Kotbah disampaikan dengan sangat menarik.
  • Suara Pendeta yang berkotbah cukup jelas dengan dinamika mengikuti penekanan isi kotbah, kadang diseling dengan lelucon yang ringan.
  • Visualisasi kotbah dengan slide dari multimedia membantu jemaat lebih mengerti apa yang sedang disampaikan Pendeta.
  • Contoh & referensi yang mengaitkan ayat-ayat alkitab dengan kejadian-kejadian nyata). Contoh yang diberikan sangat membantu jemaat memahami isi kotbah.
  • Wawasan pengetahuan Pendeta cukup luas di luar bidang theologia, didukung kemampuan berbahasa Inggris.
Secara umum, suasana kebaktian cukup baik.

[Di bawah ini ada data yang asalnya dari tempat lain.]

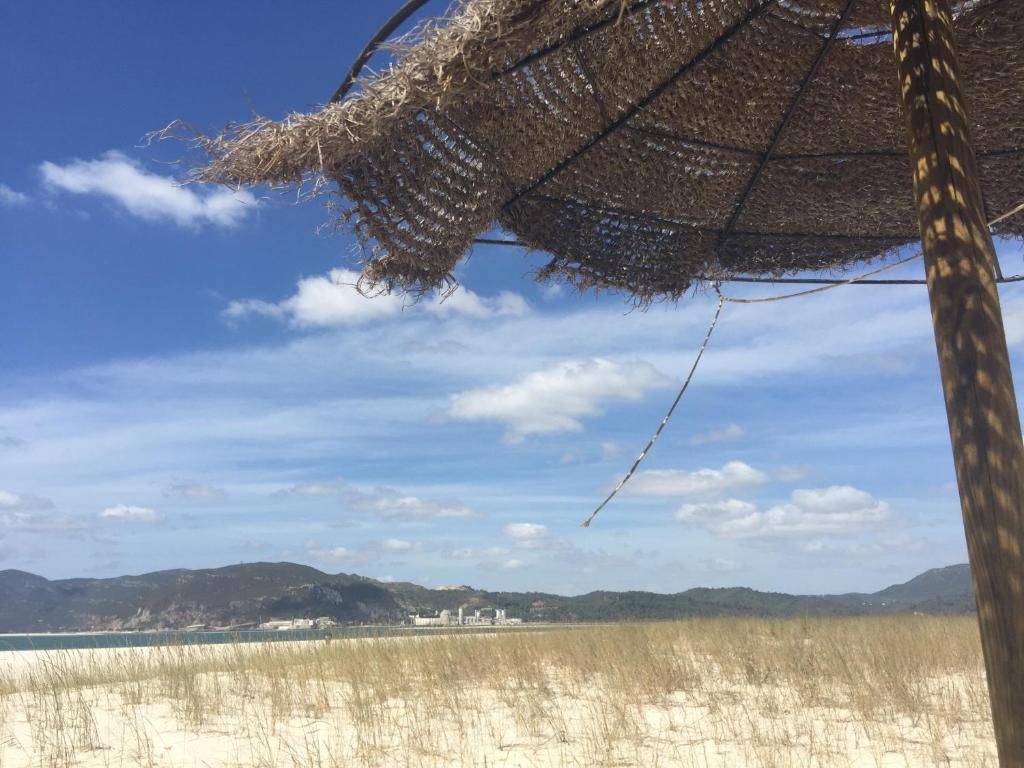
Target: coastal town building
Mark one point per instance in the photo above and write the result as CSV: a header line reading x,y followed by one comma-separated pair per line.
x,y
444,619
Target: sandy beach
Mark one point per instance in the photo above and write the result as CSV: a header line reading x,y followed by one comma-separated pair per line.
x,y
699,693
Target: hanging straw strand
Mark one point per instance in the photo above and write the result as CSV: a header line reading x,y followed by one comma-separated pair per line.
x,y
665,421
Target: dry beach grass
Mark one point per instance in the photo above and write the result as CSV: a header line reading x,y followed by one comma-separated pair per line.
x,y
893,691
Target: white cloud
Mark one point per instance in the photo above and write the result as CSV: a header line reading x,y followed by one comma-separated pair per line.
x,y
334,555
479,553
554,398
725,434
719,565
12,198
11,501
397,545
702,482
528,535
333,300
129,513
792,472
196,491
148,196
37,521
469,304
838,509
336,487
392,505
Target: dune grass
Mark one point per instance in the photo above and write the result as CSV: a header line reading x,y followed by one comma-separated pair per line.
x,y
879,691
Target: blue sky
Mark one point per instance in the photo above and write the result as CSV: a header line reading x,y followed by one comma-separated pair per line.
x,y
187,380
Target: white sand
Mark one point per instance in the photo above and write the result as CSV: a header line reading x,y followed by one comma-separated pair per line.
x,y
241,723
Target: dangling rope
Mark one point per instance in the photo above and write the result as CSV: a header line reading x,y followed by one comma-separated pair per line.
x,y
657,432
722,299
819,289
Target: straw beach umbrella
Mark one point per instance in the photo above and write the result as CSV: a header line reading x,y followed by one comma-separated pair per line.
x,y
647,145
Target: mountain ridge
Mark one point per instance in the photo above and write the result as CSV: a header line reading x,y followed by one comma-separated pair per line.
x,y
252,592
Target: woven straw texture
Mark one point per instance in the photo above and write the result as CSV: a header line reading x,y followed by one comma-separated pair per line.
x,y
640,143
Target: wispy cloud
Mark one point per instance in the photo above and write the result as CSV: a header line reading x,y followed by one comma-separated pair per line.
x,y
729,433
12,198
811,511
130,513
701,482
389,504
334,300
527,535
195,491
555,398
333,487
148,196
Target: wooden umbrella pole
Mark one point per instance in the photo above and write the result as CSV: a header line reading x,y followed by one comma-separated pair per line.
x,y
984,425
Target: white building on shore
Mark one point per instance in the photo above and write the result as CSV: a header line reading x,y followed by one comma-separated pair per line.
x,y
444,619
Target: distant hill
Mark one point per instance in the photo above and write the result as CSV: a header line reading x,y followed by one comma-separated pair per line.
x,y
253,592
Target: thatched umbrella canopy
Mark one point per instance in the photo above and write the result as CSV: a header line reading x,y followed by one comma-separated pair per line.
x,y
642,143
647,143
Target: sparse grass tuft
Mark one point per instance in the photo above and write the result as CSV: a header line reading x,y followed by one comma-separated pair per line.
x,y
879,691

Demikian catatan kami, semoga berguna bagi kita semua.
Salam berdaya!

1 komentar:

  1. tidak usah membanding bandingkan, karena itu adalah satu bagian dari sifat buruk. Murid murid Yesus berkunjung dari sinagoga satu ke sinagoga yang lain, tidak ada membanding bandingkan dalam hal penilaian apapun. Datang lah beribadah kepada Tuhan, tujukan hati, pikiran dan jiwamu sepenuhnya mengarah kepada Tuhan.